EECS251LB : Field Programmable Gate Array Laboratory
Published in University of California, Berkeley, 2025
I won the Apple Design Competition for this Design!
Introduction
This project implements a 32-bit RISC-V core with a 3-stage pipeline, synchronous instruction/data memories, with minimal stalling and an integer cycles per instruction of 1. In addition to integer operations, the processor also supports floating point operations with a floating point CPI of slightly greater than 1. UART is used to interface the core with the real world. This RISC-V core was fully implemented on a PYNQ-Z1 board as shown in Figure 1.

3 Stage Pipeline
The three stage pipeline is divided into three phases :
- F : Instruction Fetch
- DX : Decode and Execute
- MW : Memory and Write-Back
Figure 2 shows the Block Diagram of our three stage pipeline with Floating Point Unit in parallel to the ALU. The Floating Point Unit (FPU) is pipelined with 2 stages for floating point addition and 3 stages for floating point multiplication and accumulation.

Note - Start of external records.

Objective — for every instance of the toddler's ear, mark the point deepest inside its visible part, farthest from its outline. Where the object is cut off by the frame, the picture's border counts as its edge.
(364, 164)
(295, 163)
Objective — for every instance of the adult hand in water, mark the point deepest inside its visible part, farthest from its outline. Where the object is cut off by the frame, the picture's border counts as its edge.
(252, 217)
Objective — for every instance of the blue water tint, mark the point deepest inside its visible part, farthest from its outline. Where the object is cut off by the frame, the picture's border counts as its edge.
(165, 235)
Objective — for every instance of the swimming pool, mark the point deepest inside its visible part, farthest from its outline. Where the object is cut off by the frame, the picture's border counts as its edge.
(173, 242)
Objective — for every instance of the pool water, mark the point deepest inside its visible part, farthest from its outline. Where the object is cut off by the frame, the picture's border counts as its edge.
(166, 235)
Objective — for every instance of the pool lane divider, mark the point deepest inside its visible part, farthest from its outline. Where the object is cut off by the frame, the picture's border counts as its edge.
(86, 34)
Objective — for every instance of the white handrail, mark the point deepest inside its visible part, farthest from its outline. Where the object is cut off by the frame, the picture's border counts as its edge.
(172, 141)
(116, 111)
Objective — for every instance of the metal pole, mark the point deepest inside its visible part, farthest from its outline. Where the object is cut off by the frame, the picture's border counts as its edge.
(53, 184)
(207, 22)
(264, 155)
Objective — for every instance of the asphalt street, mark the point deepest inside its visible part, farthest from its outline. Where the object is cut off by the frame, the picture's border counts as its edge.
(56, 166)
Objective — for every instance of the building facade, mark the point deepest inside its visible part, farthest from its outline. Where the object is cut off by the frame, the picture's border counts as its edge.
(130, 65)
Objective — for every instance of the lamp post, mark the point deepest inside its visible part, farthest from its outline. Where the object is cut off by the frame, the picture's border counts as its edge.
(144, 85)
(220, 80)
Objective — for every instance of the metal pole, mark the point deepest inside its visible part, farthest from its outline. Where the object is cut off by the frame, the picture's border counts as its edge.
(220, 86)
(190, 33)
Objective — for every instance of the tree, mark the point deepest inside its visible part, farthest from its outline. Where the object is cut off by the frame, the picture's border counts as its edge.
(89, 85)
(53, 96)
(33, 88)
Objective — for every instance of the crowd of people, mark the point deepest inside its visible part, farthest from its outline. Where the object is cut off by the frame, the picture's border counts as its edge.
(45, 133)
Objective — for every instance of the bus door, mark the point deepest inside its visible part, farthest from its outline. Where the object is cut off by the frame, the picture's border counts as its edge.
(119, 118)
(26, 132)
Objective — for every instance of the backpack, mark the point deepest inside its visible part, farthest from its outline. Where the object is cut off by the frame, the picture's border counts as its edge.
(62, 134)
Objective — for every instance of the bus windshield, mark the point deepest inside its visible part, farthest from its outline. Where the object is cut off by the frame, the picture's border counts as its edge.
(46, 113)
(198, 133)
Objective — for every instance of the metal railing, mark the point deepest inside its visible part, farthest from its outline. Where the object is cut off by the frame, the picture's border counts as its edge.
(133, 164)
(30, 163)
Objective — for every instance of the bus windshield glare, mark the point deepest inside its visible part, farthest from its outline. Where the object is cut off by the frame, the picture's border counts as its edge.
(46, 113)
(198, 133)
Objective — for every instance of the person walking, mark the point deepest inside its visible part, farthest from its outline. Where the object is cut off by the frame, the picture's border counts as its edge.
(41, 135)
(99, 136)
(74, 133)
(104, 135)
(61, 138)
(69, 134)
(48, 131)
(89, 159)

In the F stage, the IMEM, PC and pipeline register are clocked simultaneously. Between the DX and MW stage, the DMEM and pipeline registers are clocked together. Extensive forwarding is employed to ensure that ALU-ALU hazards, MEM-MEM hazards, MEM-ALU hazards and ALU-MEM hazards do not encounter any stalls. The PC Select Mux takes one of its input right from the output of the ALU. In case of a branch instruction, the ALU output is directly forwarded to the IMEM address, thus reducing any branch misprediction and having a resultant integer CPI of 1.
Due to the long critical path of the floating point unit, it has been pipelined to 2 stages for floating point addition and 3 stages for floating point multiplication and accumulation to ensure high frequency of operation.
Memory Mapped IO
A memory mapped IO is used to map the different memory locations to IMEM, BIOS, DMEM and UART modules. Figure 3 shows the MMIO mapping of the RISC-V core.

Resource Utilization
FPGA Usage
| FPGA Resource | No. of Units |
|---|---|
| LUTs | 2589 |
| SLICE registers | 567 |
| BRAMs | 34 |
| DSP Blocks | 2 |
Critical Path
The timing of the critical path is 15.744 ns.
Results
| Parameter | Value |
|---|---|
| Integer CPI (mmult) | 1 |
| Integer CPI (bdd) | 1 |
| Floating Point CPI (fpmmult) | 1.33 |
| Clock Frequency | 62 MHz |
| Cost | 4138844 |
| Figure of Merit (FoM) | 22.96 |
The achieved Figure of Merit (FoM) is 22.96!